# Help



## Big Tiger (Jan 7, 2012)

Going out tomorrow were to go :roll:


----------



## k2muskie (Oct 6, 2007)

First of all welcome to UWN...what species of fish do you seek? What city do you live in?...is traveling and gas an issue? These things will probably help folks help you out on where to go...for us we go after panfish Perch and Crappie...most others here chase Trout.


----------



## Bax* (Dec 14, 2008)

When my wife asks "where are we going?" I say "To hell if we dont repent."

Where do you live? Maybe we can make some suggestions closer to your home


----------



## jwalker (Jan 3, 2012)

Bax* said:


> When my wife asks "where are we going?" I say "To hell if we dont repent."
> 
> I have to remember that one!


----------



## #18Fan (Jan 3, 2012)

Where do you live? Whats the closest lakes to you?


----------



## tyota84 (Jan 8, 2012)

He lives in Ogden... We are thinking of going to Rockport in the morning. We had some success there trolling this summer. We were also thinking Strawberry, Mantua (went there 2 weeks ago), Hyrum, Echo, but still kind of undecided...


----------



## tyota84 (Jan 8, 2012)

Oh, we like catching muskie, but are after trout through the ice..
Thanks


----------



## tye dye twins (Mar 8, 2011)

Tibble Fork Res is fast for little trout. Hyrum is good according to my buddies up North. Rockport has been slow in my opinion this year. If you were crazy and into hiking I would suggest Lake Mary in Big Cottonwood Canyon. I am headed back to Strawberry for a rematch this year.


----------



## Ton_Def (Dec 23, 2008)

tyota84 said:


> He lives in Ogden... We are thinking of going to Rockport in the morning. We had some success there trolling this summer. We were also thinking Strawberry, Mantua (went there 2 weeks ago), Hyrum, Echo, but still kind of undecided...

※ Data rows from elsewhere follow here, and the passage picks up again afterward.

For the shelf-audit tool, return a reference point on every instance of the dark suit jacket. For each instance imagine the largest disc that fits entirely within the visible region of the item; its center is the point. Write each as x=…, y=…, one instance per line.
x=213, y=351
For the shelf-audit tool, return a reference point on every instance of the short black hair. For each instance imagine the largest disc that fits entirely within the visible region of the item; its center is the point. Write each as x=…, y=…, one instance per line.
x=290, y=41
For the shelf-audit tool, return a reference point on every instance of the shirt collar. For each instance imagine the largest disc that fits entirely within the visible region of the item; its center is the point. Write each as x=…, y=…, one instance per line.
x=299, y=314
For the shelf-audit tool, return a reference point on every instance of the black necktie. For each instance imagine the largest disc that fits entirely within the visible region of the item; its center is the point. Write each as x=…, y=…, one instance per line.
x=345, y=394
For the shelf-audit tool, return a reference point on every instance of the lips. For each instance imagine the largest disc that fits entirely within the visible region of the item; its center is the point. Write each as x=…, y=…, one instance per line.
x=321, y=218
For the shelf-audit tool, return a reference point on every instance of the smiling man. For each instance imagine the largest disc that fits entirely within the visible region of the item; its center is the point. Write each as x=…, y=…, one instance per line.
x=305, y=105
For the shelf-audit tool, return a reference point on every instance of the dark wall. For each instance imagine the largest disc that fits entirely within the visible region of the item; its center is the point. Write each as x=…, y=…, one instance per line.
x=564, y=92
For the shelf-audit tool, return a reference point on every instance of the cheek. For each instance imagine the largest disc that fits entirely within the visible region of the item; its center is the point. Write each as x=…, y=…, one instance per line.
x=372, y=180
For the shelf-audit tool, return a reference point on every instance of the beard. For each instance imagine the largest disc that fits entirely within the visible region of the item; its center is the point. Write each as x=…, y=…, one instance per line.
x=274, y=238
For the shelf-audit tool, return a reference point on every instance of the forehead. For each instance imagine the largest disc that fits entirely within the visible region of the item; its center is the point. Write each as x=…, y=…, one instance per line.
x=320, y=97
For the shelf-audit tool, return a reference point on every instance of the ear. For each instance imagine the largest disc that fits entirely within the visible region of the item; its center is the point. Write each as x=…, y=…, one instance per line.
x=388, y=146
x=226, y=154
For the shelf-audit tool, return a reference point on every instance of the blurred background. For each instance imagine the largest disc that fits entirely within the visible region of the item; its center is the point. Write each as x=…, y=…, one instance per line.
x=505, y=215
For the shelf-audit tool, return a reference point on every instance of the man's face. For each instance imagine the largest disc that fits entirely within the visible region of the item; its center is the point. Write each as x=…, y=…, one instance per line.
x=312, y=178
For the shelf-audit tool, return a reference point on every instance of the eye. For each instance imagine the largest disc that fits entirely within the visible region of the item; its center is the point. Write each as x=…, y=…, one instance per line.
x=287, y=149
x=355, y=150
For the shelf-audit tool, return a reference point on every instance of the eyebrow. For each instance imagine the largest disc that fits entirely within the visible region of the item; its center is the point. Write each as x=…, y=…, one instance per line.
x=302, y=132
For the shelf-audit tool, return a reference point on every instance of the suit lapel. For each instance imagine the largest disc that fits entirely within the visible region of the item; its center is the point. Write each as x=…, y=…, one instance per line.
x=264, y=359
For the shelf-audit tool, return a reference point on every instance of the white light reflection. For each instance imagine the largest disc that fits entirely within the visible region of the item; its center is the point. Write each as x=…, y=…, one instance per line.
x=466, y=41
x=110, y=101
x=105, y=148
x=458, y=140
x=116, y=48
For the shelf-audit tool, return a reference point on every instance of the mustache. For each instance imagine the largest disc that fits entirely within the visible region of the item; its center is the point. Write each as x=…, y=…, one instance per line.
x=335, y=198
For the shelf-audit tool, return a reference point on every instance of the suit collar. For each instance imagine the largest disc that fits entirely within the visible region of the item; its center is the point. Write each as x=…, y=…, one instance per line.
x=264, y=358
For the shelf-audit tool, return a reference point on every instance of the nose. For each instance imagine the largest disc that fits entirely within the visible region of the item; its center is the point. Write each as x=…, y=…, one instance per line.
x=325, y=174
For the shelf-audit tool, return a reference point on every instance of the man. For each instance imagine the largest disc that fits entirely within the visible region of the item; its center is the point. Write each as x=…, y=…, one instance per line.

Strawberry! Is it even a a decision? If I had that as one of my choices, it would be decision made at it's very mention. :O||:


----------



## fishawk (Aug 23, 2009)

Strawberry or Currant Creek. Big tigers at Currant Creek :lol:


----------



## #18Fan (Jan 3, 2012)

Ya rockports been a tad slow but it has its days. It sure gets a lot of pressure. Did well yesterday and heading up again in the morning. Hopefully it has a little snow so it ain't so dam slick :shock:


----------



## tye dye twins (Mar 8, 2011)

Last year was outstanding! Every year is different and I have only been there twice this year. Maybe I have not dialed it in this year as to what is the best lure/bait/location.


----------



## 5wtrod (Sep 25, 2007)

In all honesty, the Rock IS SLOW this year, real slow. Echo is also in comparison to other years. Strawberry is better but not alot. Currant Creek is going really really well for me this year, lots of BIG tigers so far. But I would try newton or pineview either one. But thats just my opinion.


----------



## hoghunter011583 (Jul 21, 2008)

Bax* said:


> When my wife asks "where are we going?" I say "To hell if we dont repent."
> 
> Where do you live? Maybe we can make some suggestions closer to your home


 -_O- -_O- -_O-


----------



## tskorc (Jan 13, 2011)

How us the road to Currant Creek? Can you get there in a car or do you need 4wd or snowmobile?


----------